Quels contrôles et quelles sanctions ?
L’Urssaf et l’inspection du travail sont, en principe, tenus de contrôler les abus et de requalifier, le cas échéant, en contrat de travail les prestations d’auto-entrepreneurs qui seraient en fait des salarié-déguisés. Un problème d’ordre pratique se pose : l’ampleur pris par le dispositif d’auto-entrepreneur, sans renforts supplémentaires pour l’administration. Autres freins à un contrôle efficace : le manque d’informations quant à l’activité exercée empêche de contrôler, dans le détail. Malgré ces difficultés, plusieurs cas de fraudes ont pu être mises au jour et sanctionnées pénalement.
- Dissimulation d’emploi salarié.
Le fait pour une entreprise de faire appel à un auto-entrepreneur qui, de fait, est sous sa subordination juridique, constitue une dissimulation d’emploi salarié : l’employeur s’est soustrait intentionnellement à la déclaration préalable d’embauche ou à la remise du bulletin de salaire. Le caractère intentionnel du délit est central, il importe d’en apporter la preuve. Le délit est caractérisé, même si l’emploi irrégulier de salarié se fait à titre occasionnel, quel que soit le secteur concerné. Une infraction lourde de conséquence pour l’auteur du travail dissimulé : dirigeant ou titulaire d’une délégation de pouvoir, ainsi que les éventuels clients, à condition de prouver qu’ils avaient connaissance de la fraude.

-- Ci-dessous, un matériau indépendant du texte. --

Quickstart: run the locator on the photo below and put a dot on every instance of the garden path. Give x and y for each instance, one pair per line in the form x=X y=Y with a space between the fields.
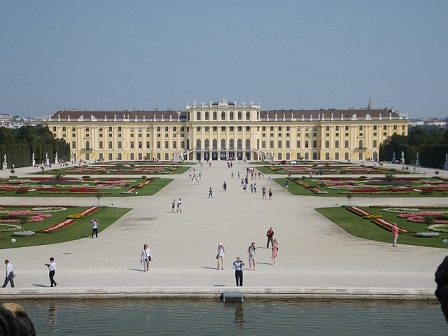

- Emploi d’étranger en situation irrégulière.
Il s’agit là d’un autre cas d’infraction constatée : le détournement du statut d’auto-entrepreneur, non pas pour couvrir du travail dissimulé, mais pour permettre l’emploi de main d’œuvre en situation irrégulière. La presse a mis au jour le cas de plusieurs étrangers sans-papiers, employés dans les cuisines d’un restaurant parisien qui s’étaient vus imposer le statut d’auto-entrepreneur en échange d’un emploi. L’employeur s’assurant ainsi une main d’œuvre bon marché, sans avoir à solliciter d’autorisation de travail à l’administration.